At the same time, improvements in mass spec technology have allowed researchers to collect the kind of large and reproducible datasets required for peptide correlation analysis, he said.

"These are types of experiments we wouldn't have imagined 10 years ago, because for correlation-based approaches to work, you need a relatively large number of samples, and you need low variance," he said. "We are not detecting [proteoforms] that are not changing between different [conditions], we are only detecting those that change. And for this to work we need to have multiple replicates and we need to have different conditions and to be able to measure these peptides with high quantitative accuracy across these conditions."

The COPF tool looks at the intensities of peptides coming from a particular protein across all the samples measured in an experiment and then calculates peptide correlations for all the pairs of peptides coming from that protein and uses hierarchical clustering to divide the peptides into two clusters. It then scores the likelihood that multiple proteoforms of a protein are present by comparing the level of peptide correlation between the clusters to the level of in-cluster variation.

The tool does not identify the specific modifications or variations that distinguish the different proteoforms but rather the peptides that appear to differentiate between the forms of the protein in the different biological contexts investigated. Analyzing a DIA dataset that looked at five different tissue types across eight different mice, COPF identified 63 proteins that exhibited different proteoform groups, including proteins with known tissue-specific splice variants.

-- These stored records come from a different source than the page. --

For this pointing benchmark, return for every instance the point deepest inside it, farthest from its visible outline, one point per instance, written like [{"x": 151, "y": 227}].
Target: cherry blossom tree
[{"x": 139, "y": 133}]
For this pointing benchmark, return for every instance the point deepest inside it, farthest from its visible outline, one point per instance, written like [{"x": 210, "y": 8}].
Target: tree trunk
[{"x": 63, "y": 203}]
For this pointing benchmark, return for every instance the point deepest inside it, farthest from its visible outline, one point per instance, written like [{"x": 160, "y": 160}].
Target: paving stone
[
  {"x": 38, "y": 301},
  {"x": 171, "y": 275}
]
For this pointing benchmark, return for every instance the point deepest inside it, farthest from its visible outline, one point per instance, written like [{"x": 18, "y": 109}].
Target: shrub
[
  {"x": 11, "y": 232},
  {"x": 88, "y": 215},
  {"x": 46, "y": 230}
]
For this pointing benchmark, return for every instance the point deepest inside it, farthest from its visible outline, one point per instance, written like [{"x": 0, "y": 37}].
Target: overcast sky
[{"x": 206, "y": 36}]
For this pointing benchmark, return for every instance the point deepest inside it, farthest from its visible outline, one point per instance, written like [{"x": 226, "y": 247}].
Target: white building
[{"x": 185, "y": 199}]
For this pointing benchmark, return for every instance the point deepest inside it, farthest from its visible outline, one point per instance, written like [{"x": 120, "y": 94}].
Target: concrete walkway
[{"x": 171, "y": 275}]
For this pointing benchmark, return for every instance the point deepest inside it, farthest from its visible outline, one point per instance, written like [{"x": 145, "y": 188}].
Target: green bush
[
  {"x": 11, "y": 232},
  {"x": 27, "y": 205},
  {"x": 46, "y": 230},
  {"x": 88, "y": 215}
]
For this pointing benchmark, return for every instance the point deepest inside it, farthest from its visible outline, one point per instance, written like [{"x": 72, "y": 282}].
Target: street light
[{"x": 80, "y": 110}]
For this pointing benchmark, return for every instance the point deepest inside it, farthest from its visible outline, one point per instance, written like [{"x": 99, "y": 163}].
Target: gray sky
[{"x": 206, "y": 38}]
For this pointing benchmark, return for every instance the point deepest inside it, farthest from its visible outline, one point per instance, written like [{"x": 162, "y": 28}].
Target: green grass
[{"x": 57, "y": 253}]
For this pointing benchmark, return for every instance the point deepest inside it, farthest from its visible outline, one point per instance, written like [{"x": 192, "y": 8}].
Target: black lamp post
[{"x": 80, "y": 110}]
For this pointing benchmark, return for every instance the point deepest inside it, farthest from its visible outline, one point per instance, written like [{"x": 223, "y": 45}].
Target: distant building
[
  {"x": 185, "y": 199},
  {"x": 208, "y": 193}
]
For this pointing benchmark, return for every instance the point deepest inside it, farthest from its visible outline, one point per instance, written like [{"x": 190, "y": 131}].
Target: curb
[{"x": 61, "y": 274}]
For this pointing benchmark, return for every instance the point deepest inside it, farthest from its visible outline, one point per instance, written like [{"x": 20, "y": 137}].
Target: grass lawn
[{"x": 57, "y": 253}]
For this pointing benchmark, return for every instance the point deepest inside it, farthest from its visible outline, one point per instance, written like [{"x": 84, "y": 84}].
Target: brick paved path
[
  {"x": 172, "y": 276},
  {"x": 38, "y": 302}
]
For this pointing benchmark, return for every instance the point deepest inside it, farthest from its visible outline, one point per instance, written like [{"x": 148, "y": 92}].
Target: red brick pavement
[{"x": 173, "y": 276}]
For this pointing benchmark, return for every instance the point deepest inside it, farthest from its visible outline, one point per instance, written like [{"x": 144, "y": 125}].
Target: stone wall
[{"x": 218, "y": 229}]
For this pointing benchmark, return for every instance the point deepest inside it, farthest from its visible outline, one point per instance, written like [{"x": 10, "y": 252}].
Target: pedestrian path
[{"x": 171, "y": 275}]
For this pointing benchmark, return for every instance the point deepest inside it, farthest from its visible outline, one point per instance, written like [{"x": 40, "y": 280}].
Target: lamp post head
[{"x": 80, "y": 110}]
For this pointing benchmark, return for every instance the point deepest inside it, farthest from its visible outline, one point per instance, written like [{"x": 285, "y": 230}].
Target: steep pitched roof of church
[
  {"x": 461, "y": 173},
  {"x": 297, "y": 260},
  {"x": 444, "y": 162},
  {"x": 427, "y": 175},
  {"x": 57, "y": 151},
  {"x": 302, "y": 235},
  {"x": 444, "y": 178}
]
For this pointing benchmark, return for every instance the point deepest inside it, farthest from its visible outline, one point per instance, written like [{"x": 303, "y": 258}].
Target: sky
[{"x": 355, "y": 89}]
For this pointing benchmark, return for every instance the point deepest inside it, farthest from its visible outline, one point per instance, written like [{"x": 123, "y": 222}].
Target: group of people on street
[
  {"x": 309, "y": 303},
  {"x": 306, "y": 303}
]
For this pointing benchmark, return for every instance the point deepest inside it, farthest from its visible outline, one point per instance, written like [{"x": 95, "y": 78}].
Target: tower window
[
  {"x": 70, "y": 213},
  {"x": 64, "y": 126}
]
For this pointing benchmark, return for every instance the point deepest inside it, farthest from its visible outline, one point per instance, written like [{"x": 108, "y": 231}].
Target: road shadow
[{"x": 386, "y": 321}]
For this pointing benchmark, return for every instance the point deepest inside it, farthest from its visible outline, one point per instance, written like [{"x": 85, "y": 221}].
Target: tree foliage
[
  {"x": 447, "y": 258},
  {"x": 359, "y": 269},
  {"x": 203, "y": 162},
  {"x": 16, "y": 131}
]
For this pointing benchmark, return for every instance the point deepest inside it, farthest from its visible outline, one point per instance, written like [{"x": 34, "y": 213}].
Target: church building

The researchers also identified proteoforms created by proteolytic and autocatalytic cleavage and phosphorylation, indicating, they wrote, that the tool is "agnostic to the different mechanisms by which proteoforms can be generated inside the cell."

The development of COPF follows the publication last year of a study by researchers at Barts Cancer Institute and the University of Wisconsin-Madison detailing another peptide correlation analysis tool for identifying proteoforms in bottom-up data called PeCorA.

Unlike COPF, which requires proteoforms to differ by two or more peptides, PeCorA can detect proteoforms based on single peptide differences. This makes it a potentially more sensitive tool but also less specific than COPF, Röst said.

More generally, he said that he expected ongoing improvements in mass spec technology would further improve peptide correlation-based approaches like COPF and PeCorA by boosting peptide coverage.

"To kind of cover every possible protein isoform we would need to have complete coverage of every protein, and unfortunately we are currently quite far away from having peptide-level coverage of every protein," he said. "I think that is currently one of the limitations where we are kind of hitting a wall."

Röst added that his lab has begun acquiring data on Bruker's timsTOF Pro platform, "and there we definitely see both an increase in protein coverage and also in the number of peptides we can measure."

"That's why I'm very optimistic that while this is just the first implementation of the method, the data we are producing at this moment is much more complete, and therefore I think it would be even more suitable to our approach than the data we used in the paper," he said.